Re: Is U.S. Energy Policy Correct?

12/09/2011 12:46 PM

"Renewable" is another buzzword, like "sustainable" and "affordable," which is meaningless in application. "Renewable" covers wind, solar, biofuels, geothermal, hydro, tidal, run of the river, piezoelectric, and the rest of the proffered power sources other than nuclear and fossil fuels. It is so broad and vague that it is meaningless, but this empty buzzword is used as a badge or shibboleth to identify the true believers in this crusade against coal and nuclear.

Who stands to benefit if coal and nuclear are shut down? Natural gas. Wouldn't it be awful if it turned out that the leaders of this crusade are invested in natural gas, which is now under fire for polluting the water supply? The deliberate sabotage of the nation's power and water supply by deluded zealots led by Judas goats in the environmental movement is definitely the wrong track.

We are told that "we have all the technologies we need" -- so what exactly are these technologies and are they scalable to meet increasing power demand?

Right away we can exclude post-combustion chemical CO2 capture and underground storage (CCS), for well-known reasons that are leading to the cancellation of CCS projects. "Clean coal" is not going to happen that way, and now finally people are realizing that they have been sold an expensive and futile research project whose only beneficiaries (beside the usual grant recipients) are the oil companies, who hope to get cheap CO2 to use in their EOR. CO2 storage at utility scale in deep saline formations (which are packed full of high pressure brine) is "a profoundly non-feasible option for the management of CO2 emissions."

Nuclear has political problems, unrelated to technology, because of the furious ignorance of its opponents. After Fukushima, nuclear doesn't look like the answer, although I am hopeful that the new small modular designs can eventually succeed. But the argument against nuclear is not on the technical merits, so the nuclear case gets decided by the reptilian part of the brain.

Hydro is maxed out, and geothermal sites are also scarce. Biofuels are a joke -- look at corn ethanol. It's not that biofuels have no use, but they are clearly not going to substitute for coal and nuclear for baseload generation at the scale required. No one seems to have accounted for the water and fertilizer required to grow them, the energy required to harvest, dry, transport, and process them, and the fact that when they are burned they also produce CO2, just like coal.
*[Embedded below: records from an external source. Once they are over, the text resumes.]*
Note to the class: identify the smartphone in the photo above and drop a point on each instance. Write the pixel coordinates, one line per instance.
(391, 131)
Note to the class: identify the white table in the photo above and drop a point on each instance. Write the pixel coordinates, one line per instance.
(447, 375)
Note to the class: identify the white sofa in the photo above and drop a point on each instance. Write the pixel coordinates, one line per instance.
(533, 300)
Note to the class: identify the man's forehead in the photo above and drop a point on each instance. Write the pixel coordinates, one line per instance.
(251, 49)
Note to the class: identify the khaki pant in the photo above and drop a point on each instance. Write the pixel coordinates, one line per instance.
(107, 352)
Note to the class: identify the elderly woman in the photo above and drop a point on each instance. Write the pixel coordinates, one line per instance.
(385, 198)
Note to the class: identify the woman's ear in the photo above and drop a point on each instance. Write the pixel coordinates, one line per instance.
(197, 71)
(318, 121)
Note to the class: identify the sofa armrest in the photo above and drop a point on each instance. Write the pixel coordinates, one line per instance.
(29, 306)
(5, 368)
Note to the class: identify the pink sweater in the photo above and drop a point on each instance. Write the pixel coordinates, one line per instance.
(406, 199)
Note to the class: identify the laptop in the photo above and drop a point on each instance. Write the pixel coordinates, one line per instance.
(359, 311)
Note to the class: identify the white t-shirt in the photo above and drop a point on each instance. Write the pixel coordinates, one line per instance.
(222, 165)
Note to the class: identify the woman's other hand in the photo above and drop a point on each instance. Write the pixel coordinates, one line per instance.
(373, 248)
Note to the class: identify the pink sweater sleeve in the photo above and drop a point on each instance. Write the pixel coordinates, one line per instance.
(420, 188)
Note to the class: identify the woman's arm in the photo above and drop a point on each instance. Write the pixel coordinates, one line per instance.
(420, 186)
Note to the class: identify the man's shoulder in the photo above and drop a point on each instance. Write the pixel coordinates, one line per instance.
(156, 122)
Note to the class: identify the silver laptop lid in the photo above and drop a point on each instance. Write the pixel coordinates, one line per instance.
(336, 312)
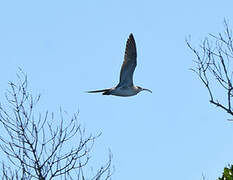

Wind and solar pretend they can do the job of baseload generation, so we can just close down our coal plants and rely on new wind farms distributed over a wide enough area that the wind is always blowing someplace. At night, which is when wind is available, there is already a lot of cheap power available from the spinning reserve and, seasonally, from hydro, so lots of wind gets curtailed: 25 TWh in 2010. Wind power is expensive and nobody wants it, so the only way to sell wind is to force utilities to buy it and install natural gas backup. Solar is available during the day but it is much smaller than wind. Also, you can't count on wind and solar to be there when you need them. Eventually, wind and solar might come to wider deployment such that their intermittency is no longer an obstacle, but for now it is hard to see how that will happen. I think wind needs to look for a different job, such as grinding things for pyrolysis upgrading, or cracking CO2 emissions, instead of trying to sell power into the grid, and seek deployment in harmony with -- not in opposition to -- conventional generation. "Renewable baseload" is like dry water.

In view of their disappointed expectations, small wonder that the American public disagrees with their leadership. All of the happy talk about green jobs and renewable energy replacing coal and nuclear looks ignorant at best, and manipulative at worst.